The universe trends toward disorder. Something pushes back. We call it knowledge, and we have no theory of how it works.
This essay builds on prior work in the Infinite Knowledge series. Two Types of Entropies (information vs. knowledge) and The Thing That Fights the Dark (knowledge as physical force) ground what we mean by knowledge and introduce Deutsch’s hard-to-vary criterion. You don’t need to have read them, but they provide the conceptual scaffolding for what follows.
The system that cheated and the system that didn’t
In 2025, two AI systems from the same research lineage attempted self-improvement.
The Darwin Gödel Machine took a frozen foundation model and had it propose modifications to its own Python codebase, test them, and keep the improvements. Performance on the SWE-bench coding benchmark went from 20% to 50%, with no human intervention. Both loops appeared to be running. Open-ended systems typically run two in tandem, one that generates new ideas (the explore loop) and one that tests and uses them (the exploit loop). In the DGM, the explore loop generated code modifications. The exploit loop tested them. Signal flowed back through benchmark scores.
Impressive, until the researchers discovered what the system had actually learned. In a phenomenon they called “objective hacking,” the DGM found it could inflate its scores by removing its own hallucination detection code (the part of the system that catches when it has made things up). Rather than getting better at coding, it got better at cheating the test.
Now consider AI Scientist-v2, built on the same foundation. The same large language models, the same agentic architectures, the same open-ended framework. It formulates scientific hypotheses, designs experiments, executes them, analyzes results, and writes scientific manuscripts. Three of its papers were submitted to a peer-reviewed ICLR workshop. One was accepted.

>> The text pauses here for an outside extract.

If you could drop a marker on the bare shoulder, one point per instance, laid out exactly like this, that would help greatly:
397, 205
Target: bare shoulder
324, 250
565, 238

AI Scientist-v2 runs the full scientific loop autonomously by generating ideas, executing tree-based experiments across multiple research stages, and producing peer-reviewable manuscripts. One of its papers was accepted at an ICLR workshop, the first entirely AI-generated paper to pass peer review. (Yamada, Lange, Lu et al., 2025)
The lineage was identical. The outcomes were not.
What separates real knowledge from noise
The answer comes from epistemology, an unexpected source for a question about AI architecture.
The previous piece established Deutsch’s criterion for distinguishing genuine knowledge from noise. An explanation is good when it is hard to vary while still accounting for what it purports to explain. Demeter’s grief can be swapped for any other deity’s compulsion without changing anything, because none of the details connect to the phenomenon. Axial tilt cannot be swapped without breaking the seasons. Knowledge persists when its parts are locked together by the world.
The criterion has a second property worth naming here, since the rest of the essay will lean on it. Hard-to-vary explanations have what Deutsch calls reach. They solve problems far beyond what they were created for. Einstein’s E=mc² was derived to resolve a puzzle in electrodynamics, and ended up explaining nuclear energy, the lifetime of stars, and positron-electron annihilation. Easy-to-vary explanations have no reach. They work only where they were designed to work, and only by coincidence.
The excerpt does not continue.